Submitting a Chapbook, Mourning a Chapbook

Well, I finally did it … I submitted my chapbook based on poems I wrote in November. It wasn’t even due yet — I had until midnight on the 31st. But I didn’t want it hanging around any longer. Or did I?

I’ve been carrying it around for days now, reading it over and over, marking it up, printing it out again. And repeat. Part of me was very ready to let it go, but part of me wanted to hang on to it … possibly forever? 

(By the way, I think that’s what was behind the grammar quandary I posted about early this morning … I ended up reverting back to my original and like it so much better. And then it was time to let … it … go.)

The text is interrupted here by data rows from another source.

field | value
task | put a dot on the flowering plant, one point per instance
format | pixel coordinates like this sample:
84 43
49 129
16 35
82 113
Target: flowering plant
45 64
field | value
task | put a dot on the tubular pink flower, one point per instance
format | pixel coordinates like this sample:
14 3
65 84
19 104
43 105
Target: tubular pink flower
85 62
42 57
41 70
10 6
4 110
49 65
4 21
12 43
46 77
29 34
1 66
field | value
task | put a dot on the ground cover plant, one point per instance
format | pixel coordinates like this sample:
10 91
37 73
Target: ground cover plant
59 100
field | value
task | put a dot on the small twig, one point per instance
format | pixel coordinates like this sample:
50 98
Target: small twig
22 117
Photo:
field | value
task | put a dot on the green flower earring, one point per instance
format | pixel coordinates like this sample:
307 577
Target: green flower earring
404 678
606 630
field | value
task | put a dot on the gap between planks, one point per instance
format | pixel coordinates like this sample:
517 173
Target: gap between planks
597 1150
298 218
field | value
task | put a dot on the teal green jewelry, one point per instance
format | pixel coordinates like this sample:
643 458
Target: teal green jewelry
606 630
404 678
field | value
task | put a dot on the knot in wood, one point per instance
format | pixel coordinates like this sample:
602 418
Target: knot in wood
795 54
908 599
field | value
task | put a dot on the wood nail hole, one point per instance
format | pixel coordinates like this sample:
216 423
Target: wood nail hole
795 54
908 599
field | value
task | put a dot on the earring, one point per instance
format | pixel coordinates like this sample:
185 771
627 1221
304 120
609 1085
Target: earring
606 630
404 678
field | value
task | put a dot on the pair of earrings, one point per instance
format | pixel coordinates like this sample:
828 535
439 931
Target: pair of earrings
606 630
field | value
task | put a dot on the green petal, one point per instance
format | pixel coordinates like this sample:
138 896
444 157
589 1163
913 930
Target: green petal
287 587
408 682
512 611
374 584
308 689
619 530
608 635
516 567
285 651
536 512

While I still had my manuscript — and was the only person who had it — I could polish it and love it as much as I wanted. The only critic it faced was me, and I was fairly kind to it. Now it goes out into the world to compete against so many others — the works not only of the other poets who posted their efforts throughout November, but of those who (perhaps wisely) eschewed the public display aspect and held them back. Who knows how many of them there are, and what utterly devastating poems they wrote? I don’t know … and it bothers me.

As I am putting something like this together, and while I await word about a judge’s decision, I always feel as if I have permission to hold certain hopes for it. Again, I can still love it. When a chapbook comes back rejected (as all of them have so far), it’s as if it ceases to exist. I don’t reread it and wonder what I ever saw in it — I just don’t reread it. Ever. I just shrug and move on.

A certain measure of that is normal, even healthy, if you are writing regularly. When you are first getting started, or restarted, each poem feels precious. Whether or not it is accepted feels like do or die, because you truly are not sure whether you will ever write anything that fine again. Or anything at all. When you’ve been going pretty steadily for awhile, as I have now, the momentum doesn’t give you much time to feel downhearted over your rejections. That’s a blessing.

But I wonder, at times, whether I’m too quick to mentally file those efforts in a reject box and say it’s because I’m moving on to other, better things. If I were honest with myself, might I acknowledge that part of it is the bad habit, well known among writers, of accepting the opinion of one editor, judge, or critic as the last word — especially when that last word is no

Maybe my next step as a writer is to learn to love my best efforts (not blindly, you understand — I’m talking about something akin to parental love here … wherein you love them, faults and all, and seek to help them improve where they can) even when they do come limping back home.

Maybe I’ll work on that between now and February 2 — that’s when I’m supposed to hear back about this chapbook.